Published on March 1st, 2022 | by Jonny Currie0
Big Thief at the National Stadium, Dublin
Carrying five albums in just seven years under their belt, Big Thief weigh in at the endearingly well-worn National Boxing Stadium with the towel very much not-thrown.
Following warm-up act KMRU’s opening platform of ambient environmental sounds the stage set-up is minimal. Additional instrumentation of fiddle, jaw harp, and piano featured on Big Thief’s latest album are nowhere to be seen tonight. This is a group with full confidence in the intimacy and connectedness of its core membership.
Adrianne Lenker and guitarist Buck Meek are at opposite ends of the stage. James Krivchenia’s drums are positioned centrally and he is hard to miss in a full fluorescent orange outfit.

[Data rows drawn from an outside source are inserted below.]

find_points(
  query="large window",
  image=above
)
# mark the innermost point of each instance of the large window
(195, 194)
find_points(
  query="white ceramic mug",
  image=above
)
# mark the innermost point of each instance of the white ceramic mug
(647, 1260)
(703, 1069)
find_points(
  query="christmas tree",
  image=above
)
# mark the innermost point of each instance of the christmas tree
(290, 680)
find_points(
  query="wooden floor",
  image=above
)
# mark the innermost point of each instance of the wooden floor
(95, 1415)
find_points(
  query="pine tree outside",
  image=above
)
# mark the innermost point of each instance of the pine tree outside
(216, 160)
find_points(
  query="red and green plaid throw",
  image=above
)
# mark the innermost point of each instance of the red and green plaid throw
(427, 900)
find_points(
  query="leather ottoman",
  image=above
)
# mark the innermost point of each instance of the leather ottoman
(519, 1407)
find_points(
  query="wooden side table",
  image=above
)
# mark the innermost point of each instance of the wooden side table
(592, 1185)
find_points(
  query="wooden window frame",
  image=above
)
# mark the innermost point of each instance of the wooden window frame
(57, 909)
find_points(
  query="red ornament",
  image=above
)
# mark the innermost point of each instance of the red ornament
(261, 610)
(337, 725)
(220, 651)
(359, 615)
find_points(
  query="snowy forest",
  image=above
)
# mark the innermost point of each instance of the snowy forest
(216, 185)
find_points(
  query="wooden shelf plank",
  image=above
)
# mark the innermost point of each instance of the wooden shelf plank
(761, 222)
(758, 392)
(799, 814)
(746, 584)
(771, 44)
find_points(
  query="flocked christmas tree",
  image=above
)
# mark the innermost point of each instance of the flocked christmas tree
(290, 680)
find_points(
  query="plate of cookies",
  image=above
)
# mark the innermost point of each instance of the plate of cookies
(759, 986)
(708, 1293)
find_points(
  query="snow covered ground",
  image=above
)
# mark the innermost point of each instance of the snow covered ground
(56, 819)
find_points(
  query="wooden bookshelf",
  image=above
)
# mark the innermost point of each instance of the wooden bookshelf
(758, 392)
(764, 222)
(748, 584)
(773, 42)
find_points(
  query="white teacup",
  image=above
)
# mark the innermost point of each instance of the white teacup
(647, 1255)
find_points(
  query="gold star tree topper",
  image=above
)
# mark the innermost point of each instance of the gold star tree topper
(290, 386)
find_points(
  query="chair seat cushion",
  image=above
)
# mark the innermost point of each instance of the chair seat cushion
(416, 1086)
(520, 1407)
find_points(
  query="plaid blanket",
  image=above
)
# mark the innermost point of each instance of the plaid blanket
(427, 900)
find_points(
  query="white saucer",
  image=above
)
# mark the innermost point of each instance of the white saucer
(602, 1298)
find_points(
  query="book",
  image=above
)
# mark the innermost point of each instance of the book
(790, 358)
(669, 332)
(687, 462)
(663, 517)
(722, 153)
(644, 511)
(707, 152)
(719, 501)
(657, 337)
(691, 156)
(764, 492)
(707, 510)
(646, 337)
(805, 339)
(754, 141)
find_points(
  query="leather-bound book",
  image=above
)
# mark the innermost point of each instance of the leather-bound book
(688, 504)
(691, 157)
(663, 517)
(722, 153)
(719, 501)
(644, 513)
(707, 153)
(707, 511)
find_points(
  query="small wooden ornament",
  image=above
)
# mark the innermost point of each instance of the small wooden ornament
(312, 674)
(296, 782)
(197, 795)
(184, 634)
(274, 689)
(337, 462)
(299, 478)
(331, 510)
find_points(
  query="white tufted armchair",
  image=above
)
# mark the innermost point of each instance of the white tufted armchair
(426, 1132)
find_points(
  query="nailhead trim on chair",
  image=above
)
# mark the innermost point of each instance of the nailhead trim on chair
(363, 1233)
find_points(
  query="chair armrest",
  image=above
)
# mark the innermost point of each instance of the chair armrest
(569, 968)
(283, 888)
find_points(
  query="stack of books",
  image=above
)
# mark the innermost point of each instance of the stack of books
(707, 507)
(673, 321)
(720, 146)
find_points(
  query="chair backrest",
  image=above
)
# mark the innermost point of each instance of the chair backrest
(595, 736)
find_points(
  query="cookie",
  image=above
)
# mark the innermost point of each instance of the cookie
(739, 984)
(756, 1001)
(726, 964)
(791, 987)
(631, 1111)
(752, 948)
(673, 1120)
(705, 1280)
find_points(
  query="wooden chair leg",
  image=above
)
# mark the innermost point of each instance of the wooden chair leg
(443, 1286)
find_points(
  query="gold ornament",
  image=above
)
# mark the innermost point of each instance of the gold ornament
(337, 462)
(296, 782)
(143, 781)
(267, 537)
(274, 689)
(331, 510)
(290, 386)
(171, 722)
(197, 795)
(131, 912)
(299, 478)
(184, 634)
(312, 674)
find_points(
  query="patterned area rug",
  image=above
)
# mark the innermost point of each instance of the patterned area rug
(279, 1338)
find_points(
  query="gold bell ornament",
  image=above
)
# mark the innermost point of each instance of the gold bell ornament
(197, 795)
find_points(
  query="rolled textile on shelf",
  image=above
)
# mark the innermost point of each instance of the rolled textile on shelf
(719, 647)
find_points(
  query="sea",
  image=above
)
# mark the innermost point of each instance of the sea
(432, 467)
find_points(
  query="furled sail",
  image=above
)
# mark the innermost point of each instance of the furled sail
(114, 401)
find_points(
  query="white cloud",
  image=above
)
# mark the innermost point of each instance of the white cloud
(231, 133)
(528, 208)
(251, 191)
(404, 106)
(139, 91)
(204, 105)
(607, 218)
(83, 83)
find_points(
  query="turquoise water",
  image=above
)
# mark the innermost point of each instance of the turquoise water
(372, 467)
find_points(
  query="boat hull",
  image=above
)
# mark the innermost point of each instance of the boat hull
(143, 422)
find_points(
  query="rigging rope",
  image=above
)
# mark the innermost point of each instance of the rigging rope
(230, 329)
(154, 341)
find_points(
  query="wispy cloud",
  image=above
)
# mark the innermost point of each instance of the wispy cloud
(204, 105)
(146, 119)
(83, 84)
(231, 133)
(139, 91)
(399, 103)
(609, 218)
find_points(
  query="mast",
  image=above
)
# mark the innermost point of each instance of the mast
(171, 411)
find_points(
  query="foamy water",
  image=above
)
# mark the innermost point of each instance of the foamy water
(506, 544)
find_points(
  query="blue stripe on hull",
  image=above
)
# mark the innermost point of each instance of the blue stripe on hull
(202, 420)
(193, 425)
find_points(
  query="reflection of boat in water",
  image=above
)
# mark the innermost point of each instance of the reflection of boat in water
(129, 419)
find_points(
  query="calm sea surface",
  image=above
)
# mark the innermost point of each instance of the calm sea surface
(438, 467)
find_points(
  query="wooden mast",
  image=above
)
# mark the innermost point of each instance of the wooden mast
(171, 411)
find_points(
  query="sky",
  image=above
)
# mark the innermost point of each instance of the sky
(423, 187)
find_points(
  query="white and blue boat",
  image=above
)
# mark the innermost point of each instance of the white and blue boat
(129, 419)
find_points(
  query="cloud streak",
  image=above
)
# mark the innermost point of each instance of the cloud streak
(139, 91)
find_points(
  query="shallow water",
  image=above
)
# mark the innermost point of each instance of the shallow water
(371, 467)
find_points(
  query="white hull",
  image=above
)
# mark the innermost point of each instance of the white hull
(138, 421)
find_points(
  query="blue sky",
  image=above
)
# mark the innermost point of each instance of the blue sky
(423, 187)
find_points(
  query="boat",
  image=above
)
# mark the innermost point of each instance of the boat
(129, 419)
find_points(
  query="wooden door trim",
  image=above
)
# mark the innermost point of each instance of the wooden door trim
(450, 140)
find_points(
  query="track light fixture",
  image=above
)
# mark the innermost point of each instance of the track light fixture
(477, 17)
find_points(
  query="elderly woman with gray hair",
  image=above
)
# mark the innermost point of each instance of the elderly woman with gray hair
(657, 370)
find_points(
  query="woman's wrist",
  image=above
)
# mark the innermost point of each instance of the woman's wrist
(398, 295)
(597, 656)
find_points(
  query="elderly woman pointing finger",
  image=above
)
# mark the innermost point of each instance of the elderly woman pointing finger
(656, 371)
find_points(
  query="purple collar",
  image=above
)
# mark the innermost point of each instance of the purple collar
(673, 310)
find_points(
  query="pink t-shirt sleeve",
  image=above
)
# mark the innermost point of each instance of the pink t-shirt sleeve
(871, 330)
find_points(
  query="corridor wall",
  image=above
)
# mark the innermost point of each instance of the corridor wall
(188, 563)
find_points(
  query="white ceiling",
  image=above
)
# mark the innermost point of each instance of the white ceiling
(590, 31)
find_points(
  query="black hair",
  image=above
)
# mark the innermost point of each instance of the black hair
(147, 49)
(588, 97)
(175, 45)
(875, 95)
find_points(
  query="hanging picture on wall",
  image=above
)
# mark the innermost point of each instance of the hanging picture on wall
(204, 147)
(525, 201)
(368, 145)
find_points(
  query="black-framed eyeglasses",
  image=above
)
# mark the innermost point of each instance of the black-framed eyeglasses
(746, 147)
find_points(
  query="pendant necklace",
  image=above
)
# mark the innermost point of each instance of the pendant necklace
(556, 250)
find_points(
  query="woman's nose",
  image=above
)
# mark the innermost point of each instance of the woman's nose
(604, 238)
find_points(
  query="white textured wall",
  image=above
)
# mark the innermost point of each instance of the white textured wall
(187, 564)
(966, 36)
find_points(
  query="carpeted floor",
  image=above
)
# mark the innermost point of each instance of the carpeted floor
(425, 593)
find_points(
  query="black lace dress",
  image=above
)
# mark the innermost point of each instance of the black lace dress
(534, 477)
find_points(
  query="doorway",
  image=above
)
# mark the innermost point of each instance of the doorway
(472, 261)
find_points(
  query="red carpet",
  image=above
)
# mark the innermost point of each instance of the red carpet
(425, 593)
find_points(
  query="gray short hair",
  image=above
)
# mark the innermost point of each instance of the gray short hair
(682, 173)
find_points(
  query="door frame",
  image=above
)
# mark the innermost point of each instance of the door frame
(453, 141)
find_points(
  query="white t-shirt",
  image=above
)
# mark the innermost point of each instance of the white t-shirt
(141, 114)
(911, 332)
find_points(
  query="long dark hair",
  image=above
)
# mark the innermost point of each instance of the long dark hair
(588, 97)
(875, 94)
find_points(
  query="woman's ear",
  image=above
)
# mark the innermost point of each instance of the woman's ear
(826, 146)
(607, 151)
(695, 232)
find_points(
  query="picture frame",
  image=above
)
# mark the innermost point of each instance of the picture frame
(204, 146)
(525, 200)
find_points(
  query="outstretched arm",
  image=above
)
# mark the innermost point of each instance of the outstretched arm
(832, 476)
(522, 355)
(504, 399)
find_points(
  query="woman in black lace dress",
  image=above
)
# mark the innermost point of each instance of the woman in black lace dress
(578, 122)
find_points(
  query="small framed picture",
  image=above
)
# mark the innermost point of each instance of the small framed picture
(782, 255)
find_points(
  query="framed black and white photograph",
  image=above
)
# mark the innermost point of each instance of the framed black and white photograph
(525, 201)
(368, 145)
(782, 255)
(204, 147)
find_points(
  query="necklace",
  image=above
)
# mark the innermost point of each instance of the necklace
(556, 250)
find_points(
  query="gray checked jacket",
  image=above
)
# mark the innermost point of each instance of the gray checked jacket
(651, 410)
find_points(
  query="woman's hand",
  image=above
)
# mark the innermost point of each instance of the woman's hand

Bassist Max Oleartchik’s bare chest-and-blazer look is understated in comparison. It’s a predictable parallel perhaps, but Krivchenia’s playing style, on-point backing vocals (not to mention lead production duties on the new record) are reminiscent of Levon Helm’s pivotal role in The Band.
What more can be said about Lenker’s immeasurable talent that hasn’t already been expressed elsewhere? It is a privilege to witness this incredible artist up close. Universal meditations on death, time and existence itself are woven into tactile, tender songs where they are stared down, touched, and toyed with. Such playfulness might sound cloying if it wasn’t delivered with such direct earnestness.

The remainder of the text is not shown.